I read this and called to mind the Glowdoggie collars, but they're Canadian/US. Link here! Not sure if you can order them in the UK. I have no personal experience with them, just remember seeing an ad for them! They seemed pretty nice.


----------



## Otto (Jul 16, 2011)

Hello,

I was just going to post the same question the other day.

I bought a LEUCHTIE LED (co.uk) collar for Otto he's 4 mths now.

I got the 45cm collar was far too big so I sent it back today to exchange it for a 35cm one.

Check out the website they look well cool 

L x


----------



## SweetCaroline (Jul 26, 2011)

Hi - if you walk where others may go also - you may want to also look into getting a reflective leash - just so you don't clothesline anyone.
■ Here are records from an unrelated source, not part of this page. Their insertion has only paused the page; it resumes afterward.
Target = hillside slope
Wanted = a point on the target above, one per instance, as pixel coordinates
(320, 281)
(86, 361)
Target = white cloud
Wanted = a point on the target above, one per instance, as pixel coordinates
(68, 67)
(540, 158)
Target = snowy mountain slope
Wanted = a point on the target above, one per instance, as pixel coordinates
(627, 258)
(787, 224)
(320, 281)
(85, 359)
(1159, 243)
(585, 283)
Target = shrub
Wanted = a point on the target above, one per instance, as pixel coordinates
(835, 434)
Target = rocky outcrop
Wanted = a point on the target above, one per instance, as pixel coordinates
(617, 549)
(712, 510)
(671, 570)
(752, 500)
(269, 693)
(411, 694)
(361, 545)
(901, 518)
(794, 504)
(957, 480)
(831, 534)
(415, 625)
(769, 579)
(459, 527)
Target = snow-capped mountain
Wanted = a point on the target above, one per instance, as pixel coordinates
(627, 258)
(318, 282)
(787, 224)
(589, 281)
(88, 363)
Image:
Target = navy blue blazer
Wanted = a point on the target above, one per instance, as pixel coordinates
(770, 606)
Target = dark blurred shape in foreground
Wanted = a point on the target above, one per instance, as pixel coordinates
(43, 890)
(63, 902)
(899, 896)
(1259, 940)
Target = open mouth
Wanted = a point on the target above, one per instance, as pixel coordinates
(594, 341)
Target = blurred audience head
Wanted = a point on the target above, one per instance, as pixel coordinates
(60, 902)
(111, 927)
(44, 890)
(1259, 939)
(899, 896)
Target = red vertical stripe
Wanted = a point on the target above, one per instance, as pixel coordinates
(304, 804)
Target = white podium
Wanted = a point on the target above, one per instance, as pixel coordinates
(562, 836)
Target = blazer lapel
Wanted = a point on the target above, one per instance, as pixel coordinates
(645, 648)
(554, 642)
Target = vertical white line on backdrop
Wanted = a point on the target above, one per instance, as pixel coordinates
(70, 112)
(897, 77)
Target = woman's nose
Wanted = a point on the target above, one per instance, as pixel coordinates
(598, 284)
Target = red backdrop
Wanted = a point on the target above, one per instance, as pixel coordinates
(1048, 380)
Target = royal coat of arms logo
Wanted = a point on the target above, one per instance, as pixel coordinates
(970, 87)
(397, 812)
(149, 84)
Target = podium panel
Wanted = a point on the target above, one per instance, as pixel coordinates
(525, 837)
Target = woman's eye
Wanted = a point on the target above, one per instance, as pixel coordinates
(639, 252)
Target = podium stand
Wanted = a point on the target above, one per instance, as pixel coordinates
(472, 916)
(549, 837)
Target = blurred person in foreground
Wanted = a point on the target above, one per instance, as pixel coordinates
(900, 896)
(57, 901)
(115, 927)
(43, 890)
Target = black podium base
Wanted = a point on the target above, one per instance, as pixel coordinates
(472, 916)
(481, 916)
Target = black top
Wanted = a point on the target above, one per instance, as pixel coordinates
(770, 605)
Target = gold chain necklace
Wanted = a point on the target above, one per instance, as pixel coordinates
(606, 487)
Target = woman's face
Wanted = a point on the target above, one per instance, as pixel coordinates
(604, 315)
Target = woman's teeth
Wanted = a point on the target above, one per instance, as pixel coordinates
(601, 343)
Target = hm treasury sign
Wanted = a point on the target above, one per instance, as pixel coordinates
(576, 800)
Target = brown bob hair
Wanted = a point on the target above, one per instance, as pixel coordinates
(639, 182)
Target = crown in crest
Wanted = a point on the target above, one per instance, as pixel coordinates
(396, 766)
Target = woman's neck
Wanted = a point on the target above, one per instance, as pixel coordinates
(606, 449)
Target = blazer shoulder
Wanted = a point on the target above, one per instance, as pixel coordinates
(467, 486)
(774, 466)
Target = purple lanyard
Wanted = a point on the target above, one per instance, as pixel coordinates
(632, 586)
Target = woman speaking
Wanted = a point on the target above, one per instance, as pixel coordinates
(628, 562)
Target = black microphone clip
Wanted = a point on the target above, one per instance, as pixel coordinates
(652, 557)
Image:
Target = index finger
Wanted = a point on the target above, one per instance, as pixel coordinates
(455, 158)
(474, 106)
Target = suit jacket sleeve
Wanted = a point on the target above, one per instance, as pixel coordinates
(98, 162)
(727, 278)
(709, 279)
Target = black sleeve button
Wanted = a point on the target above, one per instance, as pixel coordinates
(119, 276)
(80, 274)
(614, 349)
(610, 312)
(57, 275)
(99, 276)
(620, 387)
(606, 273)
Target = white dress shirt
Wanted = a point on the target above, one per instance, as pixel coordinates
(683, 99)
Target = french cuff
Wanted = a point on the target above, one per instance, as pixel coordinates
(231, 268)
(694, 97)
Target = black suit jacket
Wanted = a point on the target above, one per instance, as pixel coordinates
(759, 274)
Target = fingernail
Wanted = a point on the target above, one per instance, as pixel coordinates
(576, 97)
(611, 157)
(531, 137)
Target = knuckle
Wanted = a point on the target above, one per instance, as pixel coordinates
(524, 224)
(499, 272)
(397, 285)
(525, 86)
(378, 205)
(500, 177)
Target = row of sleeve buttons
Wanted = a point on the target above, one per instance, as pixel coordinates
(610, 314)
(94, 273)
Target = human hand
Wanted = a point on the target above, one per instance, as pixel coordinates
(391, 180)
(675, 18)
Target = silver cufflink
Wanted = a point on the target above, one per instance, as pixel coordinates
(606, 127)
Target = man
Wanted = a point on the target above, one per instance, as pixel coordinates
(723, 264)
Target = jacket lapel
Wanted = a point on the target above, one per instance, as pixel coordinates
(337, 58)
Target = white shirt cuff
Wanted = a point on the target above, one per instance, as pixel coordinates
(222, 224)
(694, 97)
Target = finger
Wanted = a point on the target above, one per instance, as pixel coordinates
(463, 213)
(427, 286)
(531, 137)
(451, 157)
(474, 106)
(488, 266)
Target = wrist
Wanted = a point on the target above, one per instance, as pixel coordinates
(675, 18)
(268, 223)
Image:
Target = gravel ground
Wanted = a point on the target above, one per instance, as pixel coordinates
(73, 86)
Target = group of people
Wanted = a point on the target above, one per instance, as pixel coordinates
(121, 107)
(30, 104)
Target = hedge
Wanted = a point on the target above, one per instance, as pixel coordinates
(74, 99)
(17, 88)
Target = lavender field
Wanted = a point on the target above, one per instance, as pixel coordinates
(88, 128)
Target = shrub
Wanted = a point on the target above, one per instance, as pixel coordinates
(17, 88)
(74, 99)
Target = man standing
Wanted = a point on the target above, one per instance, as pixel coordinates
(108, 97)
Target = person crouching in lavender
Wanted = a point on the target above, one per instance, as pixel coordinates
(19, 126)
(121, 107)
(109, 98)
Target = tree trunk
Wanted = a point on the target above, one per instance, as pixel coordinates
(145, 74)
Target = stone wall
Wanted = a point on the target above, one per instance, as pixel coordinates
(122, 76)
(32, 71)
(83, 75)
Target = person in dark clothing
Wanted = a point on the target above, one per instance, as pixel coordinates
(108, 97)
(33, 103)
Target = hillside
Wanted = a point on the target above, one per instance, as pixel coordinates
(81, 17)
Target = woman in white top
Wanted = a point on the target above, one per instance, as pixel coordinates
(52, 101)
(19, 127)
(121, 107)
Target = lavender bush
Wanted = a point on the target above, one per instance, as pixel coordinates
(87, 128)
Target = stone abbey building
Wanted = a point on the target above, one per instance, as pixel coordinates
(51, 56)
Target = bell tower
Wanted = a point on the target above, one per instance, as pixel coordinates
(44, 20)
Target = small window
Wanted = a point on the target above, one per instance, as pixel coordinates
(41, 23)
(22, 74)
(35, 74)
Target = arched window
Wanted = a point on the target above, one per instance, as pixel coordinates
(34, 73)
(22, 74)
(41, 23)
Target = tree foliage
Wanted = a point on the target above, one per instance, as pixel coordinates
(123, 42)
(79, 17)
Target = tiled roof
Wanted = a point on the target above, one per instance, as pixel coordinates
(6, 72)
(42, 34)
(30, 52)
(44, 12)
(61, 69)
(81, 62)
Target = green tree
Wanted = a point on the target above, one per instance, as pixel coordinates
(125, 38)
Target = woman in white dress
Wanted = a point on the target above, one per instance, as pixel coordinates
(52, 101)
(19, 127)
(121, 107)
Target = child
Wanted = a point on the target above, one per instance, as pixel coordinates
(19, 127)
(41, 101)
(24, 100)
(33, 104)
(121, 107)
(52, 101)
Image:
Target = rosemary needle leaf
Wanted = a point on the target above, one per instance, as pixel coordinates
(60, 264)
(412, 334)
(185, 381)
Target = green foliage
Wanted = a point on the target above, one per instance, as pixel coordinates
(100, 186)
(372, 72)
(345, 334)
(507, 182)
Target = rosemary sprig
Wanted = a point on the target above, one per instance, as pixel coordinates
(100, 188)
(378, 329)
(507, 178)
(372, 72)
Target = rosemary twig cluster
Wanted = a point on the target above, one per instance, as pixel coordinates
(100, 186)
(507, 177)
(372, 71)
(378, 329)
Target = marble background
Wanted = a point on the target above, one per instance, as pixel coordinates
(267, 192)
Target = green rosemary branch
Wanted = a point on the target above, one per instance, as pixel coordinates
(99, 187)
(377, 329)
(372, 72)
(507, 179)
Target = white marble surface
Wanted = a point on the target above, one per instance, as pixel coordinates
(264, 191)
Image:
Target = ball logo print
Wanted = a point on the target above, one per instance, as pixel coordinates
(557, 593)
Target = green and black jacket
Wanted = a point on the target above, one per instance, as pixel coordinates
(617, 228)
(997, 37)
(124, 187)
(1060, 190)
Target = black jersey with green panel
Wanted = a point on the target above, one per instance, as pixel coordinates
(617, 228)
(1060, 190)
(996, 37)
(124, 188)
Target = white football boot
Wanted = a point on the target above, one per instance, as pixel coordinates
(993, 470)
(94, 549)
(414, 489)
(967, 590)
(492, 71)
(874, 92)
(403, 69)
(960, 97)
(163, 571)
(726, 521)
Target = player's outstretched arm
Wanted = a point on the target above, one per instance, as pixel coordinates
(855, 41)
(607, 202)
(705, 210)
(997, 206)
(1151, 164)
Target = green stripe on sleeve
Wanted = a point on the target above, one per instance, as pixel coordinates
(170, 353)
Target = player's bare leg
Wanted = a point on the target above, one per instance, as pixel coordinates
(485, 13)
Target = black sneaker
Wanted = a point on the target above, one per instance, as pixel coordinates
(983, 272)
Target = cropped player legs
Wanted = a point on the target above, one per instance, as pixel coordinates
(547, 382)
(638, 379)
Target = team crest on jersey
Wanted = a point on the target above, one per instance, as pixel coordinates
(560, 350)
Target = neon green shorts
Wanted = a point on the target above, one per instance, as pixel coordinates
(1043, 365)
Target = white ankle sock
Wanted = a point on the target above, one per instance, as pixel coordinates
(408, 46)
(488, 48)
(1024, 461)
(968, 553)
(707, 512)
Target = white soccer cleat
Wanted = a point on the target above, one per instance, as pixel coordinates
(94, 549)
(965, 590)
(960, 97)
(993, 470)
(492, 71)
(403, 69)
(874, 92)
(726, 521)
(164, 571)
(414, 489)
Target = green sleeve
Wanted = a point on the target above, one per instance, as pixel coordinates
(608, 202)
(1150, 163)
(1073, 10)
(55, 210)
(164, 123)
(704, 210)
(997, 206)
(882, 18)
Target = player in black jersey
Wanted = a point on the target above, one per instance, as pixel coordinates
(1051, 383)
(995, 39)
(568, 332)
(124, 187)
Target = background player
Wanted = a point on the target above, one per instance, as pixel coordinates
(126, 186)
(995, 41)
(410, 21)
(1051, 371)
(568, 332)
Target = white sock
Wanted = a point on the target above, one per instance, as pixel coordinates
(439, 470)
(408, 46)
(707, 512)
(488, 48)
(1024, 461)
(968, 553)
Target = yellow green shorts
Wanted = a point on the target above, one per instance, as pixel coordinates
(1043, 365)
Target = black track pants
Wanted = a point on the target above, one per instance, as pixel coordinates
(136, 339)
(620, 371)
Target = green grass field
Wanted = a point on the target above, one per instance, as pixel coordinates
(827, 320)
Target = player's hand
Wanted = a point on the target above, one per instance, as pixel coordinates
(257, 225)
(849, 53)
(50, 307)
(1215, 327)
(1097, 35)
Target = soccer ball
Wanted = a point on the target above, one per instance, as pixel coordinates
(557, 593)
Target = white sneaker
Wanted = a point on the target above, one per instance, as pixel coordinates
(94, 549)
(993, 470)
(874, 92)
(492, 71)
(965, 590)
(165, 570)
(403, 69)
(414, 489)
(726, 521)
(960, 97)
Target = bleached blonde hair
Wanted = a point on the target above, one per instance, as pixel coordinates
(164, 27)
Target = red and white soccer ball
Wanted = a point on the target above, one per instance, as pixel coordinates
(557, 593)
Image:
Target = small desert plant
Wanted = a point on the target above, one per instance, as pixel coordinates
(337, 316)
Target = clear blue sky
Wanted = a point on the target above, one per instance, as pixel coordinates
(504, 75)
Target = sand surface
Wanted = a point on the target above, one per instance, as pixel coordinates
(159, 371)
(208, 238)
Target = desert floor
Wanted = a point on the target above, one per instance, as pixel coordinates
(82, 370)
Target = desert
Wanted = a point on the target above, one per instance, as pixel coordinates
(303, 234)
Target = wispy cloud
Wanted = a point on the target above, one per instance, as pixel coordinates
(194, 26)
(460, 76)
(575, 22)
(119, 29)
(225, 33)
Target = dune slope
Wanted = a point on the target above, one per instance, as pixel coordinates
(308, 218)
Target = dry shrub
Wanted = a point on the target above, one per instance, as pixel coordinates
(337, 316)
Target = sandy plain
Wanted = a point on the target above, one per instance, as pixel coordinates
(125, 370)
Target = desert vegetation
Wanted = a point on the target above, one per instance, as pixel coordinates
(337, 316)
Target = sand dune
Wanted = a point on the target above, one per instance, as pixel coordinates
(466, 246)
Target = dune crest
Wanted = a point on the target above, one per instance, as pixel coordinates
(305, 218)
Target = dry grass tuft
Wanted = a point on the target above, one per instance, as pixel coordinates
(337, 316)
I also wear a light on my front and back - one just clips onto my jacket and the other is on my small backpack. A bit overkill but better I look like a glow stick than get run over by an overzealous biker. Both the leash and some lights are available at most pet stores and the lights are for sure available at outfitter shops (where you get camping gear, etc.)


----------



## hobbsy1010 (Jun 4, 2011)

hi born36,
Try the K9adventurestore.co.UK loads of great products for your V, i should know it's my wife's site. We found the 'karlie Blinki' hard wearing 
, reliable and cheap. You can attach it to harness or collars and very bright. White, red and multicolour. Cheap enough to give them a try!

Hobbsy1010


----------



## petal (Apr 24, 2011)

Hi - we've got Leuchtie's for all 4 of ours and you can see them from a loooong way - they are waterproof ( even for swimming) and seem very hard wearing . Ours wear 35's also - smallest bitch could probably get away with a 30 . 
They also have a great range of colours making it easy to tell them apart .

Petal


----------



## born36 (Jun 28, 2011)

Thanks all.
I will be ordering one soon!


----------



## sarahaf (Aug 17, 2009)

I'm a little late on this thread, but FWIW to add to the resources for general readership, these can be clipped onto any dog collar as well. I had one for myself when I didn't have a dog and it's pretty bright (can be set to be flashing or continuous). http://www.roadid.com/Common/Catalog.aspx?C=Firefly#12


----------